In the first installment of our Selligent Pro Tips series, Andy Somers at Selligent Partner company Foreach shares expert insights on keeping translations synchronized between different environments.
The situation
Most clients implement one Selligent system, usually a SAAS. When it comes to handling translations into different languages, this means the following namespace scheme: Application A has three namespaces: “Application A Dev”, “Application A STG” and “Application A PRD”. Application B has three namespaces, and so on.
Says Andy Somers at Foreach: “Since our clients have access to the Selligent tools and can change these translations through the standard Selligent translation tool, we end up with discrepancies pretty fast.”
Working with the standard Selligent translation tool offers the following view:
Andy Somers comments: “As you can see, this tool offers little in the way of comparing namespaces, or mapping the label keys to their place on the screen.”
The old method
As a workaround, Foreach tried the following makeshift solution: “Originally, with each deploy, we’d compare namespaces manually (and only copy those translations that had changed or were added). As our understanding of the translation system grew, we had written some SQL statements to aid us, but the bulk of the work was still manual. And as we all know, manual equals tedious and prone to errors.”
Engaging in some deep error analysis, Andy Somers and colleagues found: “Turns out the underlying cause was human. We just made too many mistakes during the manual comparison.”
As a result, the manual method proved frustrating for both clients and the pros at Foreach. Time for a better solution…
Major improvements
Drawing on some of the previous programming, the team went to work: “We set out to create a solution that allowed us to automatically copy changes between namespaces. The SQL statements we had before were poured into a couple of stored procedures.”
Combined with a Selligent campaign and a page, the SQL statements yielded the following results:
By default, the tool can copy values from a source to a target namespace, overwriting old values while ignoring values with a newer change date. This way, it ensures the most current translation data prevails. The tool also adds new translations in the target namespace that did not exist there yet.
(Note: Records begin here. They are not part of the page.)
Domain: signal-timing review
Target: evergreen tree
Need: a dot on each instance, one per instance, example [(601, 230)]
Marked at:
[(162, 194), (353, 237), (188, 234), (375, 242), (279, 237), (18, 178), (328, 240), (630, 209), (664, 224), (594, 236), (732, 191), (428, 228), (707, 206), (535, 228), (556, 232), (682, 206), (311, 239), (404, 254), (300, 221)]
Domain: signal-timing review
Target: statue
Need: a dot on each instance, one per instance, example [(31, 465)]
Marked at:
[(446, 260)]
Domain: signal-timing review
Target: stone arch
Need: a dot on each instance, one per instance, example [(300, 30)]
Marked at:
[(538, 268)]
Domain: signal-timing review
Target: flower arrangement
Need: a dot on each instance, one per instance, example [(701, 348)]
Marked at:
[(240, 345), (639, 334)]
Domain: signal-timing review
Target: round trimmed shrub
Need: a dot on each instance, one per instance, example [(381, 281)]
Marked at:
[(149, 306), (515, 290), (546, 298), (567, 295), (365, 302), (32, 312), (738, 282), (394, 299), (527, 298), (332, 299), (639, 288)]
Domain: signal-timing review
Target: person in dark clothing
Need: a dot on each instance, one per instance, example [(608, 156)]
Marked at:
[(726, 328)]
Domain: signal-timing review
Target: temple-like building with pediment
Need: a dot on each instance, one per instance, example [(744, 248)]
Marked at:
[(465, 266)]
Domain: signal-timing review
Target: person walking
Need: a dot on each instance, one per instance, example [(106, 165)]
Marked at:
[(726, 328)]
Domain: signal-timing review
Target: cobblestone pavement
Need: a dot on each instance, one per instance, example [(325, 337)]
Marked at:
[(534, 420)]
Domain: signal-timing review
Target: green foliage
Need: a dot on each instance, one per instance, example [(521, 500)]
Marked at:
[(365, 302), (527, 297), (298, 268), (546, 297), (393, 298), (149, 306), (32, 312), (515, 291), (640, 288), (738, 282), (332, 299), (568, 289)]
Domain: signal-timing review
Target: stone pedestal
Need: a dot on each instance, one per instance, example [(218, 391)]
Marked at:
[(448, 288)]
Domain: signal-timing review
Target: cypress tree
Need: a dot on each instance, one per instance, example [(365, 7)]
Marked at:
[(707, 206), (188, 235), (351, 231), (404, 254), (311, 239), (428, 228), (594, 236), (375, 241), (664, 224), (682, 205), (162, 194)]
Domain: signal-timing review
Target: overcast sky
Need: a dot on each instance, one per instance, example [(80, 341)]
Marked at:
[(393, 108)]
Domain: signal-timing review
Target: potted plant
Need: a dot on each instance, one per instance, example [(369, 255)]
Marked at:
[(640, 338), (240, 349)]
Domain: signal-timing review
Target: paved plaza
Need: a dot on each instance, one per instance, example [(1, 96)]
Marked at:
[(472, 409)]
The method also makes two more “advanced” options available:
But in daily practice, “we don’t use these very often, but they come in handy from time to time,” said Foreach.
The new way
The new and improved deployment from staging to production follows this procedure:
As Andy Somers explains: “This causes both namespaces to contain the same values. Ideally, production is copied to development as well.”
WORKING WITH THE NEW METHOD
Here’s how you can optimize your translation process with this Pro Tips synchronization method.
Start Here:
The code of the stored procedures and the HTML page can be found here on Foreach’s server as a Git snippet.
1. Lists
Since system tables are not represented as lists, the first task is to create these lists to use in your campaign and pages. These lists are based on existing tables: ‘labels’ and ‘namespaces’.
Create a data list for the labels table and an article list for namespaces, since we want to use the latter in the page. In our example, these are called ‘templabels’ and ‘temparticlenamespaces’ respectively.
2. Stored procedures
Take the code in the SQL files from the Git snippet and create two stored procedures: SP_COPY_LABELS and SP_DROP_LABELS.
3. Pages
Create two new pages with the code provided. The first page contains the functionality to display two dropdowns containing the namespaces. Add an article container named NAMESPACES pointing to the ‘temparticlenamespaces’ article list, unchecking all checkboxes.
Next, add a new filter called ALL to that article container and add a sort on ID(ASC).
Note: The second page is one that only contains the word ‘OK’.
4. The campaign
In the final step, we’ll string everything together in a campaign.
Create a new single shot campaign and use the ‘templabels’ list as a base list.
Add a new Weblink as entry point and the labels page as the first step. The next item in the flow is a decision component to check whether or not the target namespace needs to drop all values.
The ‘no’ branch leads to the ‘SP_COPY_LABELS’ stored procedure, the ‘yes’ branch to the ‘SP_DROP_LABELS’ stored procedure. The exit flow from the SP_DROP_LABELS leads to the SP_COPY_LABELS. The last item in the flow is the ‘ok’ page.
The flow should look something like this:
Both stored procedures need to have input parameters, configured as follows:
Copy labels
Drop labels
Ready to Roll
Open the Web link and go to the generated URL, you can now use the tool.
Caveats and disclaimers
Note that this tool makes changes in the labels table of Selligent. This is a system table, which means the structure and/or content of this table might change in the future without warning. Be careful when writing stored procedures on this kind of table, because you might break the system!
Also keep in mind that there is no way to retrieve previous translations once your overwritten them.
Conclusion
Once you have successfully implemented this solution, you’ll see that keeping translations synchronized between namespaces is a breeze.